Sehr unterschiedlich fallen die Kosten für Kostüme aus. Die Vogtei Paradies und die Narrenzunft Gresgen subventionieren die Kostüme für ihre Mitwirkenden. Zwischen zehn bis 20 Euro muss ein Umzugsteilnehmer für ein maßgeschneidertes Kostüm berappen. In anderen Vogteien kann dies schon mal erheblich teurer werden. Bei einem individuellen Kostüm können da auch mal mehrere hundert Euro anfallen. Zumal zum fertigen Outfit ja nicht nur ein Kostüm, sondern auch Schuhe und irgendwelche Requisiten gehören, die selbst fabriziert oder beschafft werden müssen.

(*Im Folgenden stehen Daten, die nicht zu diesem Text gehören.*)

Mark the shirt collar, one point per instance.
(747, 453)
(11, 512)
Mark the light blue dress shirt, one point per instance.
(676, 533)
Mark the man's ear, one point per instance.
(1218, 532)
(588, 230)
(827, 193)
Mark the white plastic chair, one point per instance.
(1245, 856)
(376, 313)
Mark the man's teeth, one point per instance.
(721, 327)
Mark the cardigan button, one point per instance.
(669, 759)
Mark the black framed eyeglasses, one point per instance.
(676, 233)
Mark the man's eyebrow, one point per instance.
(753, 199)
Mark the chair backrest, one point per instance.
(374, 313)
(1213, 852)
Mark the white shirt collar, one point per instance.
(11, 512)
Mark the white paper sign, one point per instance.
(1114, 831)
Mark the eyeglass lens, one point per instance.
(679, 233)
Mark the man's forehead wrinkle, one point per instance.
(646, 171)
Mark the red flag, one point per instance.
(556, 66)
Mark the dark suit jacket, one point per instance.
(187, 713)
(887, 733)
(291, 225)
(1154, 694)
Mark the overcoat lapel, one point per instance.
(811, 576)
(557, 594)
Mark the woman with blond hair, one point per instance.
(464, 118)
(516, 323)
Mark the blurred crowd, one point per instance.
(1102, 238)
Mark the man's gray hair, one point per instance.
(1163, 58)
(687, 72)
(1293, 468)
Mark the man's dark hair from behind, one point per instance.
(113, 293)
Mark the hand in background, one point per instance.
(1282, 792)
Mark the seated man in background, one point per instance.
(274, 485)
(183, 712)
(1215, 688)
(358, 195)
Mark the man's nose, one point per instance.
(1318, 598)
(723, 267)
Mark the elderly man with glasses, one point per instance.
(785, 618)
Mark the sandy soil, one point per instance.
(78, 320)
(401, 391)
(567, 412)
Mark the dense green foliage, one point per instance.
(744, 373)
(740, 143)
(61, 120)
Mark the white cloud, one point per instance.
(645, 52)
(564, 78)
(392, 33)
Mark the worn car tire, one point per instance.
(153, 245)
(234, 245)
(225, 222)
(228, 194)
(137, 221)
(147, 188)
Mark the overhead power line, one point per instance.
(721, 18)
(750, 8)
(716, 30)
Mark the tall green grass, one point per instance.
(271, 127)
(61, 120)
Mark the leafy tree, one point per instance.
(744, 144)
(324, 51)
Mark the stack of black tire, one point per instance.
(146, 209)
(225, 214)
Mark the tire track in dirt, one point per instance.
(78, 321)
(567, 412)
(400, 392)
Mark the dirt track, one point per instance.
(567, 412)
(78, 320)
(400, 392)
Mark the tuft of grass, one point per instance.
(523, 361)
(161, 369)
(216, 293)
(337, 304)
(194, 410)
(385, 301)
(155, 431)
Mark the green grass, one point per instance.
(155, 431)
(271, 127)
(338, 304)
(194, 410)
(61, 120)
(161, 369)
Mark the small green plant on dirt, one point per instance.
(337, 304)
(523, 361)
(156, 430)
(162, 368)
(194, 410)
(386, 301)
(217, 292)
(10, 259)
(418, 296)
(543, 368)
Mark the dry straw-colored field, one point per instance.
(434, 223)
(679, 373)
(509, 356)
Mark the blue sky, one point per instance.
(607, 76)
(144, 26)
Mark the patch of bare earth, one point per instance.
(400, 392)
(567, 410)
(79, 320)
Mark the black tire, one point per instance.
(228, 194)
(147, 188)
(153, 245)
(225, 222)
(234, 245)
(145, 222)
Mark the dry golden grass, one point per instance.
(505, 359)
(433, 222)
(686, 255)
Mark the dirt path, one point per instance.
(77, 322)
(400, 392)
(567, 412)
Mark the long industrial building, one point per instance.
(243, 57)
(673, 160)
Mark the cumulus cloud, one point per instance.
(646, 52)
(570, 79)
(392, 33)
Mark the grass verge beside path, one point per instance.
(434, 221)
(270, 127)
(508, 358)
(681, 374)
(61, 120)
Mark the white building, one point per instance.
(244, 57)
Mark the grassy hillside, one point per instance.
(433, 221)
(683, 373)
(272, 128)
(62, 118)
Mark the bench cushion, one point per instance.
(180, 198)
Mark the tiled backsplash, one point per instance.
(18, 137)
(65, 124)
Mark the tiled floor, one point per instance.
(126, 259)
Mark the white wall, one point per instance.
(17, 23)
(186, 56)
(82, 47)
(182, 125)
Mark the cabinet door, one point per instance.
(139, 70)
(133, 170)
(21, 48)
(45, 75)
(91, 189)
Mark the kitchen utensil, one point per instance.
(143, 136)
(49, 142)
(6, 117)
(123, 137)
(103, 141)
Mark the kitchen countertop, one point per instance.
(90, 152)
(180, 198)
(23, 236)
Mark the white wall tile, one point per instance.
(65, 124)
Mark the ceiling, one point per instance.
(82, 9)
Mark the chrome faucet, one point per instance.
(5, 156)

So entstehen jedes Jahr viele hunderte von Fasnachtskostümen, die in aller Regel nur zwei Tage getragen werden. Das heißt, Speicher und Schränke von Zeller Fasnächtlern sind vollgestopft mit Kostümen und Requisiten der vergangenen Jahre. In diesem Jahr surren keine Nähmaschinen in Zell. In den Nähereien der Vogteien, in privaten Haushalten oder den Schneidereien entstehen keine neuen Kostüme. Sollte aber, allen Unkenrufen zum Trotz, ganz plötzlich eine Fasnacht möglich sein, dann könnte sich jeder blitzschnell aus seinem eigenen Fundus hervorragend ausstatten. Fürs Fasnachtmachen sind Zeller allzeit bereit.